The long straights, high banks and always a nice a hole a two mixed in the Thunderbowl is tough to conquer. It eats cars like a horse eating grass – often with ease and no discretion. A driver can go zero to hero in a moment and sometimes the demanding conditions and inevitable contact that occurs causes tempers to rise above a manner deemed appropriate socially. So here is a look at what caught my attention during the three night of Trophy Cup 27:

  • Buddy Koifoid won Thursday’s main event and set the tone for the weekend as he simply dominated. Even before Saturday’s main event it seemed he was in a great position to win as he was nine points ahead of Friday night winner Rico Abreu and 16 points ahead of third running Kyle Hirst. The championship was sealed barring disaster when Abreu and HIrst got together early and were eliminated. After that Koifoid avoided trouble and mounted a late race charge to finish fourth to go along with a first and second the first two nights. Only other drivers to score top 10 finishes all three nights were second and third in points – Colby Copeland and DJ Netto.

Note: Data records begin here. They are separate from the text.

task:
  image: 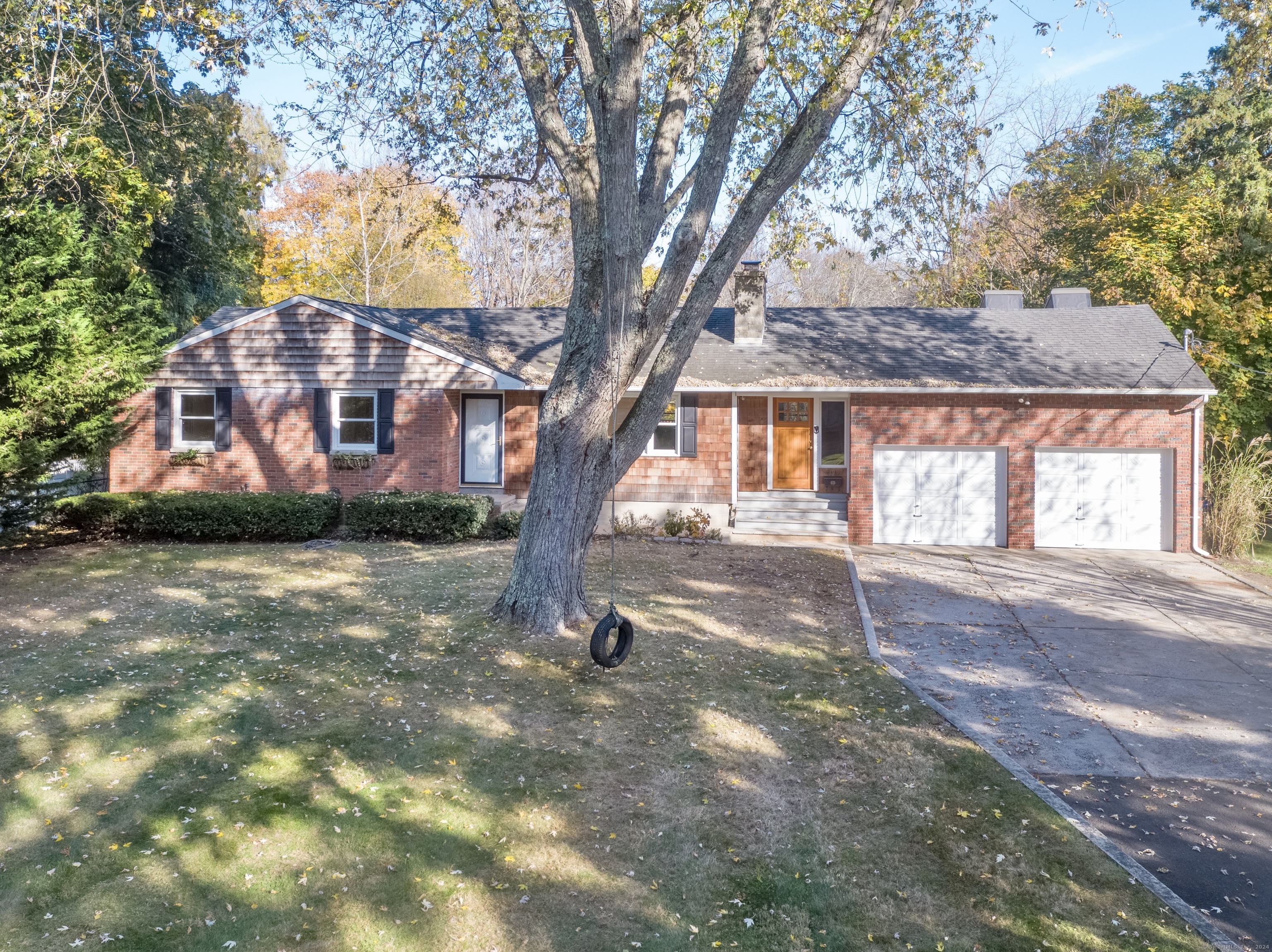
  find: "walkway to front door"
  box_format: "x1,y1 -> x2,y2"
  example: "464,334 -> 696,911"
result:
773,400 -> 813,489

  • As Koifoid was cruising to an easy overall championship 15 year old Ryan Timms was again reminding everybody just how special he is. Whether it was his domination of ASCS National Speedweek to his many POWRI midget wins, Timms just wins. Saturday night of the Trophy Cup was no different. Yes the field was inverted but make no mistake in one of the most talented features of the season anywhere Timms simply laid a whooping. Minus a gaffe on lap 40 that allowed Tanner Carrick to take the lead, Timms set a pace on Saturday night nobody could match.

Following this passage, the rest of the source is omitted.